Name What it measures
RMS_level overall Overall RMS level.
RMS_peak overall Overall RMS peak.
RMS_trough overall Overall RMS trough.
RMS_difference overall Overall RMS difference between adjacent samples.
Peak_level overall Overall peak level.
Peak_count total Total detected peak count.
Abs_Peak_count total Total absolute peak count.
Crest_factor mean Mean crest factor.
Dynamic_range overall Overall dynamic range.
DC_offset mean Mean DC offset.
Bit_depth mean Mean detected bit depth.
Entropy mean Mean signal entropy.
Flat_factor mean Mean flat factor.
Max_difference overall Maximum sample difference.
Max_level overall Maximum sample level.
Mean_difference mean Mean adjacent-sample difference.
Min_difference overall Minimum sample difference.
Min_level overall Minimum sample level.
Noise_floor overall Overall noise floor.
Noise_floor_count total Total noise-floor count.
Number_of_samples total Total samples.
Zero_crossings total Total zero crossings.
Zero_crossings_rate overall Overall zero-crossing rate.

Spectral measurements:

Name What it measures
Power spectral density mean Mean power spectral density.
Spectral centroid mean Mean spectral center of mass from filename analysis.
Spectral crest mean Mean spectral crest.
Spectral decrease mean Mean spectral decrease.
Spectral entropy mean Mean spectral entropy.
Spectral flatness mean Mean spectral flatness from filename analysis.
Spectral flux mean Mean spectral flux.
Spectral kurtosis mean Mean spectral kurtosis.
Spectral rolloff mean Mean spectral rolloff.
Spectral skewness mean Mean spectral skewness.
Spectral slope mean Mean spectral slope.
Spectral spread mean Mean spectral spread.
Spectral variance mean Mean spectral variance.
Spectral Bandwidth mean Mean librosa spectral bandwidth.
Spectral Centroid mean Mean librosa spectral centroid.
Spectral Contrast mean Mean librosa spectral contrast.
Spectral Flatness mean Mean librosa spectral flatness ratio.
Spectral Flatness dB mean Mean librosa spectral flatness in decibels.
Chromagram mean Mean chroma energy across pitch classes.

Waveform, rhythm, and speech measurements:

Name What it measures
RMS Waveform mean Mean waveform RMS amplitude.
RMS Waveform dB mean Mean waveform RMS level in decibels.
Tempogram mean Mean tempogram value.
Tempo mean Mean estimated tempo.
Zero Crossing Rate mean Mean waveform zero-crossing rate.
SRMR mean Mean speech-to-reverberation modulation energy ratio.

Some names intentionally differ only by capitalization or wording.
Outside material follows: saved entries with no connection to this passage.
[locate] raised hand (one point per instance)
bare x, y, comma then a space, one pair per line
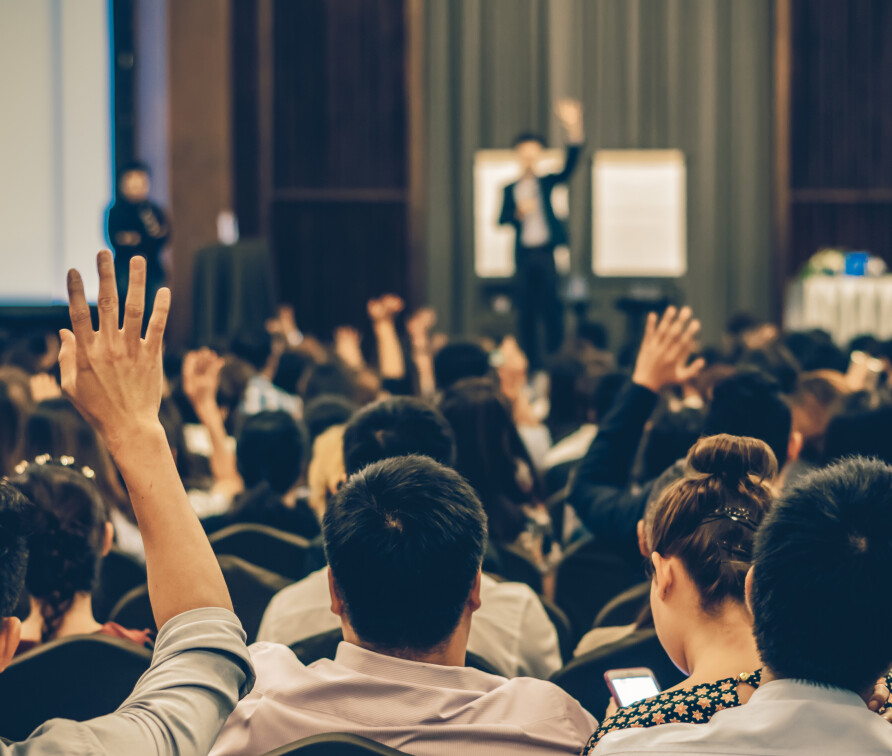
201, 376
666, 348
113, 376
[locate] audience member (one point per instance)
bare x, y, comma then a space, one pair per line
405, 539
812, 590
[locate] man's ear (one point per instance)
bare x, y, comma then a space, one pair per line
474, 595
748, 590
642, 540
10, 635
109, 538
337, 606
794, 446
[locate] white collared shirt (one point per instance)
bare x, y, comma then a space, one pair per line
510, 630
783, 717
423, 709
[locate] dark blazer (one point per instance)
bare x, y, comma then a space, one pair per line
546, 184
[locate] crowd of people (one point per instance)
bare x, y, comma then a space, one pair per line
439, 486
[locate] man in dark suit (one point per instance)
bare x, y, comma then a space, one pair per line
527, 206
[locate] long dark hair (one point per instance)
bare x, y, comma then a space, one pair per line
491, 454
56, 428
66, 536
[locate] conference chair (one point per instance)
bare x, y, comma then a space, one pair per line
251, 588
624, 608
118, 574
589, 575
273, 550
335, 744
325, 646
78, 677
583, 678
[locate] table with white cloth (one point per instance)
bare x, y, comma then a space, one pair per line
844, 306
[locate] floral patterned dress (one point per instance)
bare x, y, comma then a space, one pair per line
693, 706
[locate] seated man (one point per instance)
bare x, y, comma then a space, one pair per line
815, 592
200, 665
404, 539
511, 630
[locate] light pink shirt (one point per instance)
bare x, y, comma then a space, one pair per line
416, 707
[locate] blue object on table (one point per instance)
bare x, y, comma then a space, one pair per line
856, 263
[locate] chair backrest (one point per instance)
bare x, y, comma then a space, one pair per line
78, 677
562, 625
335, 744
583, 678
276, 551
624, 608
251, 588
118, 574
325, 646
589, 575
516, 566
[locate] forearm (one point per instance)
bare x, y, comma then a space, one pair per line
182, 570
391, 362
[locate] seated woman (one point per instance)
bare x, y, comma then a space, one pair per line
70, 533
269, 457
493, 458
699, 533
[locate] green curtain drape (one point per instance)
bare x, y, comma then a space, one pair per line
689, 74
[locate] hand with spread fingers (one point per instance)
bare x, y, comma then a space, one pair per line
665, 350
114, 376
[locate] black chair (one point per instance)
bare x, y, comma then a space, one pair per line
562, 624
78, 677
589, 575
583, 678
274, 550
325, 646
118, 574
251, 588
334, 744
516, 566
624, 608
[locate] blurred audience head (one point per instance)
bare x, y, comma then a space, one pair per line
404, 540
397, 427
69, 533
817, 589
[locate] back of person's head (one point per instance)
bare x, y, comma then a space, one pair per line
817, 582
67, 535
404, 540
270, 451
490, 454
326, 411
13, 547
709, 517
56, 428
457, 360
859, 430
397, 427
749, 403
254, 347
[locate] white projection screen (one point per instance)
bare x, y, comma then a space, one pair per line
55, 145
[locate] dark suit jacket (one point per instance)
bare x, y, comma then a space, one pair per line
546, 184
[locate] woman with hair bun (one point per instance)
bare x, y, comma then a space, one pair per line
69, 533
699, 533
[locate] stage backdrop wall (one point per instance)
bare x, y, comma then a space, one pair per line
695, 75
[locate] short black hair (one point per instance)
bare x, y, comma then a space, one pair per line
528, 136
404, 540
13, 547
397, 427
818, 586
457, 360
271, 449
749, 403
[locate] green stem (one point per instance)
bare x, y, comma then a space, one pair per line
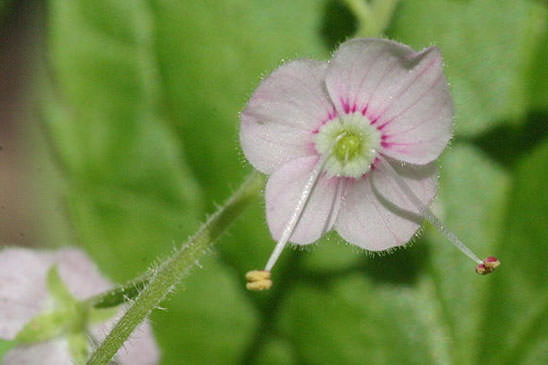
373, 16
171, 271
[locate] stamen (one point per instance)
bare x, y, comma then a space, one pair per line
294, 219
486, 266
258, 280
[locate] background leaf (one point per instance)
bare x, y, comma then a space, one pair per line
488, 47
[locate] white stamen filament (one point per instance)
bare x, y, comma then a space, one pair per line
301, 205
428, 214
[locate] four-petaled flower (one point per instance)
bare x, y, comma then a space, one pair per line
25, 296
350, 144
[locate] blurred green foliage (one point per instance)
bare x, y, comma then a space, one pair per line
141, 113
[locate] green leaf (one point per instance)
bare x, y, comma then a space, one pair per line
517, 302
5, 346
79, 347
488, 47
129, 191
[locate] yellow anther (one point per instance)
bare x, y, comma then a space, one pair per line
258, 280
488, 266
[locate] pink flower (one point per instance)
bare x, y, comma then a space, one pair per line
24, 296
350, 144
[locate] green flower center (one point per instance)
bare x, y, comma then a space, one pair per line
352, 144
348, 147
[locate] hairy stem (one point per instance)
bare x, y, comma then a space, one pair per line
172, 270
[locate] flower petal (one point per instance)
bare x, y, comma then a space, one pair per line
22, 288
285, 109
403, 92
375, 214
283, 191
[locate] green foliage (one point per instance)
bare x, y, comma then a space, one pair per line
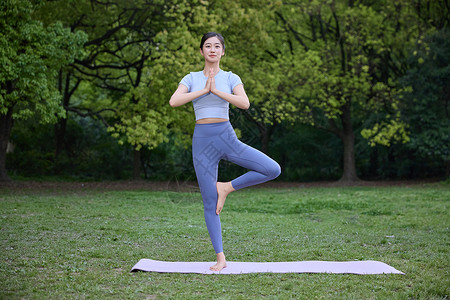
92, 154
427, 105
31, 55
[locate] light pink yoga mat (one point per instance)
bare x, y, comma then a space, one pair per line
351, 267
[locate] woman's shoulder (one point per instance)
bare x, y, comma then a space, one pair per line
230, 74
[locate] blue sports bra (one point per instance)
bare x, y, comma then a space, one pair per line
210, 105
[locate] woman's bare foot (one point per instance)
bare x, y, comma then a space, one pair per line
221, 263
223, 189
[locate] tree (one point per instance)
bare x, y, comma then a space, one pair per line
334, 64
427, 108
30, 56
136, 53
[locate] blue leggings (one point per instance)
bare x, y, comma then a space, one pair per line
212, 143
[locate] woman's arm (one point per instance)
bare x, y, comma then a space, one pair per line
181, 95
238, 98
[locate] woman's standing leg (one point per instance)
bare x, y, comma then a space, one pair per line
206, 156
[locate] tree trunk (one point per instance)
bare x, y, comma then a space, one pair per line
348, 140
61, 126
6, 123
137, 165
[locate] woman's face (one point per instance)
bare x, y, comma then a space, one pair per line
212, 49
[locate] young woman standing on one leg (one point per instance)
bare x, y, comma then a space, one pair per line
211, 91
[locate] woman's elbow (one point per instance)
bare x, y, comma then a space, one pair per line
173, 103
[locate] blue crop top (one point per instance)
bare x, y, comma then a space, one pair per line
210, 105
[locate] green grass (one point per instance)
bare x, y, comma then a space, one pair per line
58, 244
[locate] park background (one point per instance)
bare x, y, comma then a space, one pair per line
339, 89
354, 93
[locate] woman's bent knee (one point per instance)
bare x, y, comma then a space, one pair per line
274, 170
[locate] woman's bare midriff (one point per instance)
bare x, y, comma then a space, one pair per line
210, 120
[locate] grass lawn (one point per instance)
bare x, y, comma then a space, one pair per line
82, 243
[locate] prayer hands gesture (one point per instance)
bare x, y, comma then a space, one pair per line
210, 83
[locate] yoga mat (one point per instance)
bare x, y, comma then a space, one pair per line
351, 267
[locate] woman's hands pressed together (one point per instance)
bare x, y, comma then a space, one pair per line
210, 83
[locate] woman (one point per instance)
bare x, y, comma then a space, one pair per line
211, 90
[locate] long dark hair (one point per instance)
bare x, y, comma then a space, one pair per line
212, 34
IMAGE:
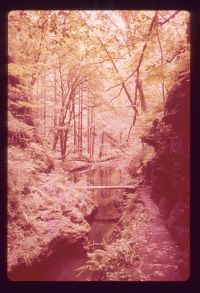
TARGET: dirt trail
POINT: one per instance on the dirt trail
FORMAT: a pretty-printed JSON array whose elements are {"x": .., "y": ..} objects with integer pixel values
[{"x": 159, "y": 253}]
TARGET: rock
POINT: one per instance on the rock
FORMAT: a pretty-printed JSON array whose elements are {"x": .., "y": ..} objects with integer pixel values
[
  {"x": 168, "y": 171},
  {"x": 74, "y": 166}
]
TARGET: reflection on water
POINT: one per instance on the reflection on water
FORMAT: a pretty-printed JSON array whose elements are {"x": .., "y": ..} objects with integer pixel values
[
  {"x": 102, "y": 230},
  {"x": 62, "y": 265}
]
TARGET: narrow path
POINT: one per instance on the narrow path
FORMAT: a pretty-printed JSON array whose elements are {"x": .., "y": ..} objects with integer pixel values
[{"x": 159, "y": 252}]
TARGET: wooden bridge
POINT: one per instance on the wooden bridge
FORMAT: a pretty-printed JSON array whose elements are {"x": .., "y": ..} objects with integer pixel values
[{"x": 94, "y": 187}]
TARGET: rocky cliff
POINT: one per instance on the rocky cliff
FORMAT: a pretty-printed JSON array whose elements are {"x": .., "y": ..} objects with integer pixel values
[
  {"x": 168, "y": 171},
  {"x": 41, "y": 212}
]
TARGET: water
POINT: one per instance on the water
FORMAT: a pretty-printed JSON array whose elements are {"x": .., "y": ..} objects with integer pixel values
[{"x": 62, "y": 265}]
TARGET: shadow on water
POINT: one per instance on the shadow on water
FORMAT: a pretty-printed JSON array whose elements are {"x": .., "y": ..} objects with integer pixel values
[{"x": 62, "y": 264}]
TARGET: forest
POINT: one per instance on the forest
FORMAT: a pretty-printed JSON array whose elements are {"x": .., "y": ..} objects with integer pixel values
[{"x": 98, "y": 145}]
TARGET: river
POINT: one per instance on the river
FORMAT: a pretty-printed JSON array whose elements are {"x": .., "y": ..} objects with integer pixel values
[{"x": 62, "y": 264}]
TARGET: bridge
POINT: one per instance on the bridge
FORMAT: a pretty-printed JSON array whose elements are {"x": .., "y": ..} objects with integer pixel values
[{"x": 94, "y": 187}]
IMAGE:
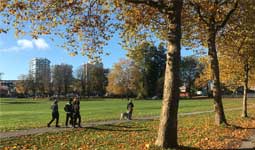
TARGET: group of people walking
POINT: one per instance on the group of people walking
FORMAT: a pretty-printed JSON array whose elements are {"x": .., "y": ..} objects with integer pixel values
[{"x": 72, "y": 109}]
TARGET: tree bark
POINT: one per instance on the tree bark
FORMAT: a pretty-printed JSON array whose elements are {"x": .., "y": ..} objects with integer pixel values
[
  {"x": 167, "y": 133},
  {"x": 246, "y": 73},
  {"x": 212, "y": 52}
]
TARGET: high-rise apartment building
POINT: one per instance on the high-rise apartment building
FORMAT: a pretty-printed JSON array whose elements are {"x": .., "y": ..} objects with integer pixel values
[{"x": 39, "y": 68}]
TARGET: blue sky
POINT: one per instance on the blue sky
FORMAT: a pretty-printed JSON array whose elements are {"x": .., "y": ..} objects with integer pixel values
[{"x": 15, "y": 54}]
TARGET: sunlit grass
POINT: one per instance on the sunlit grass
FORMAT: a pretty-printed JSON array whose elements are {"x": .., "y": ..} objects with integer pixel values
[
  {"x": 197, "y": 131},
  {"x": 27, "y": 113}
]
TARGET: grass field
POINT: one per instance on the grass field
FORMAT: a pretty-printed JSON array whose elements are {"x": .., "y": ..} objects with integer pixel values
[
  {"x": 18, "y": 114},
  {"x": 196, "y": 132}
]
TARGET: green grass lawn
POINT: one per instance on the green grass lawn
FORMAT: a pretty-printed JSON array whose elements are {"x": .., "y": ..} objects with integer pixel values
[
  {"x": 18, "y": 114},
  {"x": 194, "y": 132}
]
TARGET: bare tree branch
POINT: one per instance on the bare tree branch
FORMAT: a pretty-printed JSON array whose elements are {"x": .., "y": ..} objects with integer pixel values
[
  {"x": 198, "y": 10},
  {"x": 224, "y": 22},
  {"x": 152, "y": 3}
]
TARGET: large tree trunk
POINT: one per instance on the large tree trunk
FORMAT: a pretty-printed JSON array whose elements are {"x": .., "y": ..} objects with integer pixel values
[
  {"x": 167, "y": 133},
  {"x": 246, "y": 73},
  {"x": 212, "y": 52}
]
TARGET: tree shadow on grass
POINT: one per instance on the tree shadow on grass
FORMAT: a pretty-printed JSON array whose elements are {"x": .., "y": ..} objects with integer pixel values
[
  {"x": 239, "y": 127},
  {"x": 182, "y": 147},
  {"x": 19, "y": 102},
  {"x": 117, "y": 128}
]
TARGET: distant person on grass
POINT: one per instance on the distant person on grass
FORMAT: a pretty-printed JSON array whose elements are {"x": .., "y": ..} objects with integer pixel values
[
  {"x": 130, "y": 107},
  {"x": 76, "y": 112},
  {"x": 55, "y": 114},
  {"x": 69, "y": 112}
]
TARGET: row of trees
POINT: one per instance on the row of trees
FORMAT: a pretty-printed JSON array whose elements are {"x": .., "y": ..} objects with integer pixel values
[
  {"x": 203, "y": 24},
  {"x": 141, "y": 75},
  {"x": 87, "y": 80}
]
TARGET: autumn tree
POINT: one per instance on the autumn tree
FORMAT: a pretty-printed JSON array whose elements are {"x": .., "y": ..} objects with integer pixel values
[
  {"x": 91, "y": 22},
  {"x": 238, "y": 48},
  {"x": 62, "y": 78},
  {"x": 203, "y": 23},
  {"x": 151, "y": 62},
  {"x": 190, "y": 70},
  {"x": 123, "y": 79},
  {"x": 80, "y": 85}
]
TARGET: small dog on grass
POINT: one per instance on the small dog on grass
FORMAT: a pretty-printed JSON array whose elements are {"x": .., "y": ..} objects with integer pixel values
[{"x": 124, "y": 115}]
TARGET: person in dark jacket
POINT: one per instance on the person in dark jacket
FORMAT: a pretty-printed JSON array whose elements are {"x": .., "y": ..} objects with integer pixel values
[
  {"x": 76, "y": 112},
  {"x": 130, "y": 107},
  {"x": 69, "y": 112},
  {"x": 55, "y": 114}
]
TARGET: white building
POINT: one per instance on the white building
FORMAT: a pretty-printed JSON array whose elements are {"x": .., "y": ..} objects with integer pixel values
[{"x": 39, "y": 68}]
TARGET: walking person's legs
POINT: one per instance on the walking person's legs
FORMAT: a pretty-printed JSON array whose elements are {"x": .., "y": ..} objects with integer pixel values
[
  {"x": 79, "y": 122},
  {"x": 67, "y": 118},
  {"x": 57, "y": 119},
  {"x": 53, "y": 118}
]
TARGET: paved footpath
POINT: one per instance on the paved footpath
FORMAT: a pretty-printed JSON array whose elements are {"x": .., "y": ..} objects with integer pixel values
[
  {"x": 250, "y": 143},
  {"x": 18, "y": 133}
]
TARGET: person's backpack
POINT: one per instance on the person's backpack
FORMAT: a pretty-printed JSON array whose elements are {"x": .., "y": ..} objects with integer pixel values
[
  {"x": 76, "y": 107},
  {"x": 68, "y": 108}
]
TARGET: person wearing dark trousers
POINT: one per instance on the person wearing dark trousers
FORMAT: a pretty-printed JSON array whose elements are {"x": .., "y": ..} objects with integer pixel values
[
  {"x": 76, "y": 112},
  {"x": 69, "y": 112},
  {"x": 55, "y": 114},
  {"x": 130, "y": 107}
]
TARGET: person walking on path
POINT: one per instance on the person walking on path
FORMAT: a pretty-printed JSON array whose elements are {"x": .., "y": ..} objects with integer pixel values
[
  {"x": 69, "y": 112},
  {"x": 55, "y": 114},
  {"x": 130, "y": 107},
  {"x": 76, "y": 112}
]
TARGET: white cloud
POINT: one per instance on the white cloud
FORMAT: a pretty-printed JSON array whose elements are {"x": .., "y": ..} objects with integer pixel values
[
  {"x": 40, "y": 43},
  {"x": 24, "y": 44}
]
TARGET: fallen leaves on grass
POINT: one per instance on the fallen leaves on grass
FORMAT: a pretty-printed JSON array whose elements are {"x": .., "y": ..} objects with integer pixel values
[{"x": 197, "y": 131}]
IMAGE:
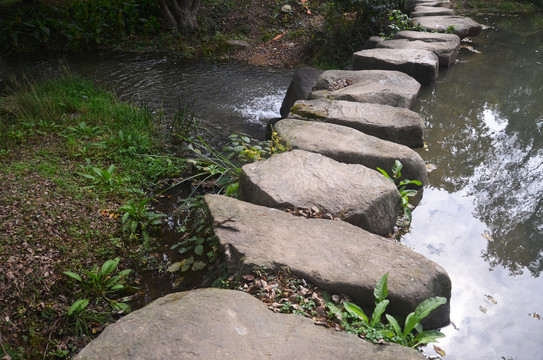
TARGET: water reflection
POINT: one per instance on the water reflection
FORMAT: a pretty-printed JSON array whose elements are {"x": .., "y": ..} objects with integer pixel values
[
  {"x": 486, "y": 112},
  {"x": 482, "y": 219}
]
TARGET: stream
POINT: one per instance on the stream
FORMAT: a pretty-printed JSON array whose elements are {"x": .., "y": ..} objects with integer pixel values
[{"x": 481, "y": 218}]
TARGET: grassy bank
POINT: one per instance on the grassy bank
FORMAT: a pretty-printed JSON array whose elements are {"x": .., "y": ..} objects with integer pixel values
[{"x": 74, "y": 164}]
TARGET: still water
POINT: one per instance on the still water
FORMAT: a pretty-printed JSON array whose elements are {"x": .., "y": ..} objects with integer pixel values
[{"x": 482, "y": 217}]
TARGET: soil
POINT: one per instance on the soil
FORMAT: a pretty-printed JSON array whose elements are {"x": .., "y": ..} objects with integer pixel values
[{"x": 274, "y": 37}]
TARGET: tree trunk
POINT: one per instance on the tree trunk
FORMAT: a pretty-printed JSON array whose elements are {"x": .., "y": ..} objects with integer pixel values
[{"x": 185, "y": 14}]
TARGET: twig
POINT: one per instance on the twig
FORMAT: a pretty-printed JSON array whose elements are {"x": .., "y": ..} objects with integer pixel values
[
  {"x": 49, "y": 338},
  {"x": 3, "y": 348},
  {"x": 275, "y": 38}
]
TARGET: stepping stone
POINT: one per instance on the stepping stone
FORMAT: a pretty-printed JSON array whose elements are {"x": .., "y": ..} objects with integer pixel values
[
  {"x": 463, "y": 26},
  {"x": 395, "y": 124},
  {"x": 445, "y": 46},
  {"x": 350, "y": 146},
  {"x": 297, "y": 178},
  {"x": 217, "y": 324},
  {"x": 411, "y": 4},
  {"x": 422, "y": 10},
  {"x": 332, "y": 254},
  {"x": 299, "y": 88},
  {"x": 367, "y": 86},
  {"x": 423, "y": 65}
]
For example, Spectral flatness mean and Spectral Flatness mean are different measurements. Use the exact name from the table.

Measure one file

from analyzeAudio import analyzeAudioFile

listAspectNames = [
    "LUFS integrated",
    "true_peak maximum",
    "RMS_level overall",
    "Spectral Flatness mean",
    "Zero Crossing Rate mean",
]

listValues = analyzeAudioFile("voice.wav", listAspectNames)
measurements = dict(zip(listAspectNames, listValues, strict=True))
print(measurements)

analyzeAudioFile returns one value for each requested name, in the same order. If a requested name is unavailable, that value is "not found".

Measure many files

from pathlib import Path
from analyzeAudio import analyzeAudioListPathFilenames

listPathFilenames = tuple(Path("audio").glob("*.wav"))
listAspectNames = [
    "LUFS integrated",
    "LUFS loudness range",
    "true_peak maximum",
]

rows = analyzeAudioListPathFilenames(
    listPathFilenames,
    listAspectNames,
    CPUlimit=4,
)

for row in rows:
    print(row)

Each row starts with the analyzed filename, followed by the requested values. Rows are returned as files finish, so row order can differ from input order.

Save measurements

from analyzeAudio import (
    analyzeAudioListPathFilenames,
    dataTabularTOpathFilenameDelimited,
)

listAspectNames = ["LUFS integrated", "true_peak maximum"]
rows = analyzeAudioListPathFilenames(["one.wav", "two.wav"], listAspectNames)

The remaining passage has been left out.